Proceedings were kicked off in Piccadilly Gardens by Warren Smith, The Lord Lieutenant of Greater Manchester, who pinned poppies on notable heroes the Poppy Appeal has already helped.
One of those was Corporal Andy Reid, 37, from St. Helens, who lost both legs and right arm in an IED explosion on foot patrol in Afghanistan.
Corporal Reid decribed to MM what living with his injury since 2011 was like.
“At the time it was hard to feel too sorry for myself, I had friends who lost their lives in Afghanistan but I was still here,” he said.
“In a strange way I felt lucky – more than anything I knew I had the duty to turn a negative into a positive somehow.”
With the help of the Legion and the Poppy Appeal, Corporal Reid received the support he needed before using his experiences to aid those in a similar position.
“Being able to talk to lads who have had an amputation or are just about to is so rewarding,” he added.
“It’s a very, very scary and confidence destroying prospect – having someone who’s been through it there to talk to you is vital.”
Since being injured Corporal Reid has become a motivational speaker, fund raiser, founder of AIM (Amputation Inspiration Motivation) and this year took part in the Washington Marathon on a specially adapted bike.
“Being in the army I was used to a very active lifestyle and besides the physical and emotional support the Legion gave they helped me adjust and carry on with my life,” he said.
“With their help I’ve been rock climbing, indoor kayaking and done other activities that would usually be impossible for someone in my situation.”
In February of this year he released his first book, Standing Tall.
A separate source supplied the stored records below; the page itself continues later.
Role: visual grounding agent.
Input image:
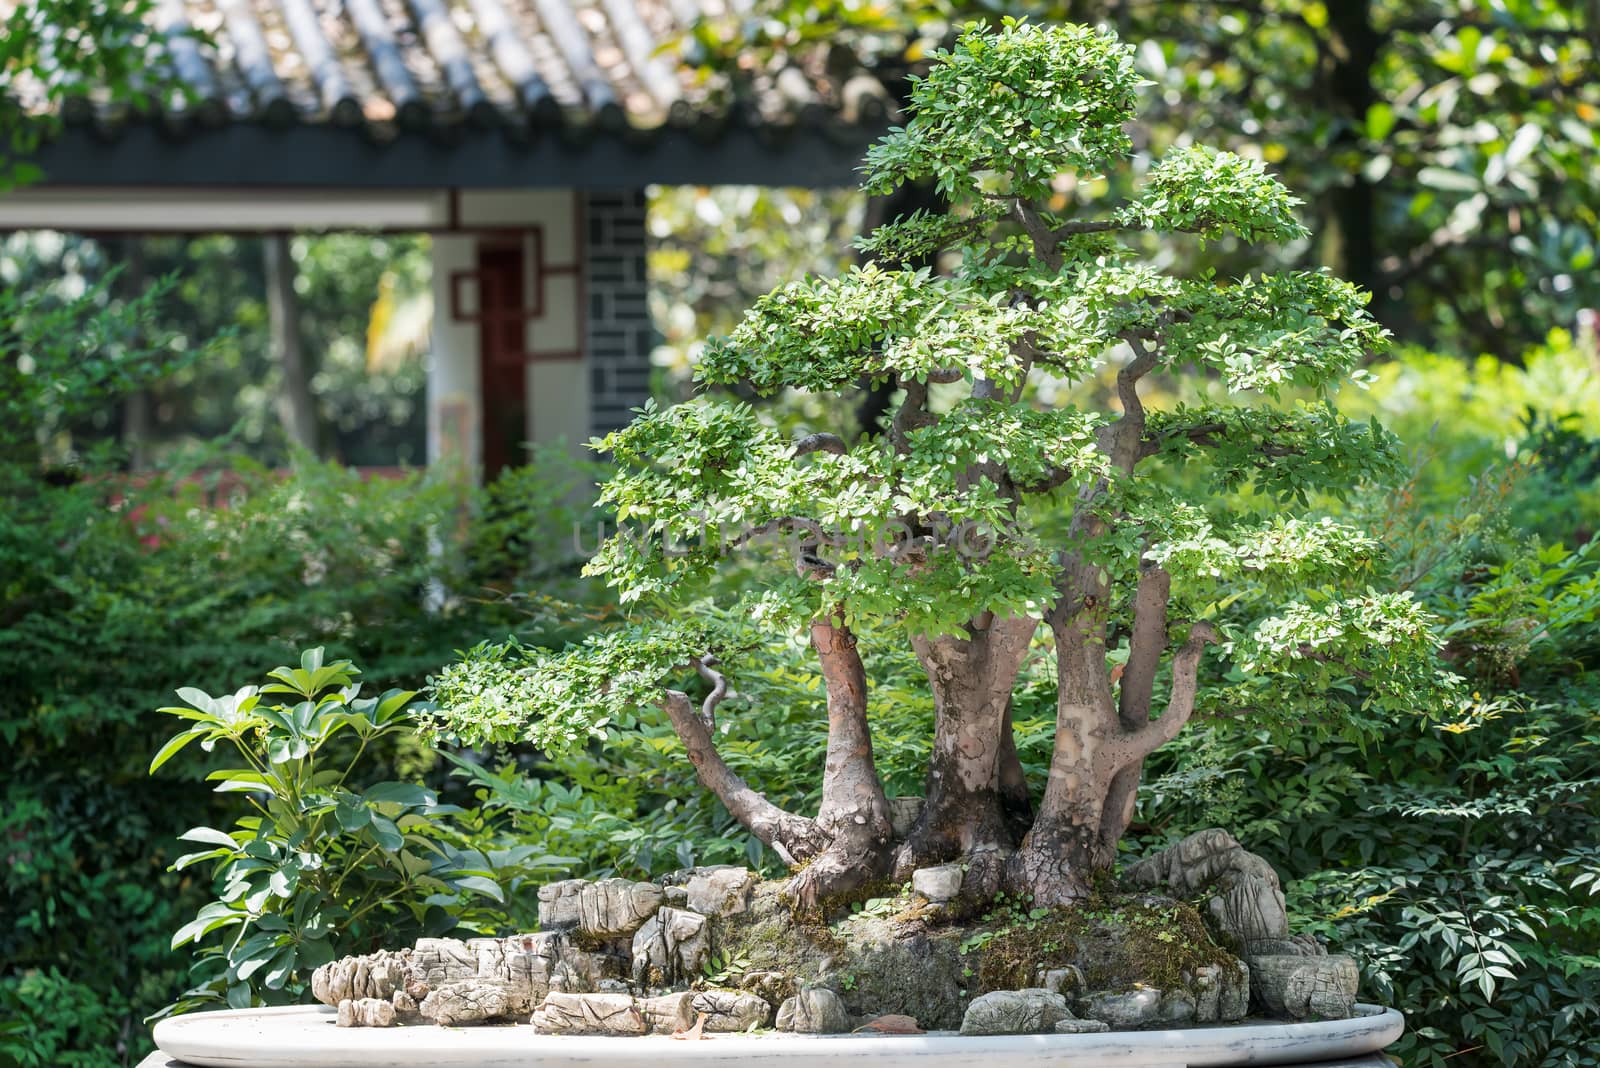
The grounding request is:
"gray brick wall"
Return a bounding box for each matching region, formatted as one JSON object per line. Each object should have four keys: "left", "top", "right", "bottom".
{"left": 585, "top": 189, "right": 655, "bottom": 437}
In it he chronicles his astonishing story, from service in Northern Ireland, Kosovo, Iraq and Afghanistan, to his life post-limb loss.
The sale of poppies helps Corporal Reid and thousands like him through rehabilitation, financial aid, legal help and countless other services.
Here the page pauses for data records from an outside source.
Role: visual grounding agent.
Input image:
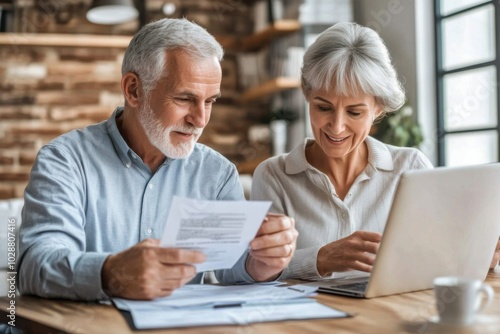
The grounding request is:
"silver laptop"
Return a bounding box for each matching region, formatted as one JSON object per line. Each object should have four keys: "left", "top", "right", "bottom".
{"left": 305, "top": 163, "right": 500, "bottom": 298}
Lisa McKinley, from Garstang, whose husband Lance Corporal Johnathan McKinlay was shot and killed in Afghanistan in 2011, was also in attendance with proud daughter Piper.
Mrs McKinlay said: “It’s amazing knowing millions of millions of Brits support the service people who have given so much up for us.
“The Legion help keep the memory of Jonathan and what people like him did alive.”
The RBL spend £1.6million every week on direct care and support for the whole of the Armed Forces, past and present.
Richard Foster, the Legion’s area manager for Greater Manchester said: “The great thing about the Poppy Appeal is that the whole of society – every creed, colour and age come and give back to the armed forces made up of the same diverse make up of incredible people.”
Around a third of the Legion’s yearly donations come from the sale of poppies, this year they hope to raise £37million in the week running up to Remembrance Day.
Dave Townly, from the Navy Reserves, is on the front line of today’s fund raising activities as one of the volunteers selling poppy’s all over the city centre.
“Some charities you see here in town have to give a hard sell to people.
“But even in this miserable weather people are so generous and eager to come give some money and to proudly wear their poppy.”
“And so they should!” said Margaret Fletcher, 74, as she pinned her freshly bought poppy to her scarf, undeterred by the fierce rain.
This year an estimated 42 million poppies will be distributed by over 300,000 volunteers.
Charles Byrne, Director of Fundraising for the Legion, said: “In the last few years we’ve had fantastic success with London Poppy Day so now its Manchester’s turn.
“If you see our team of poppy sellers, please give whatever you can – every poppy sold will help us to make a huge difference to the lives of the whole Armed Forces community.”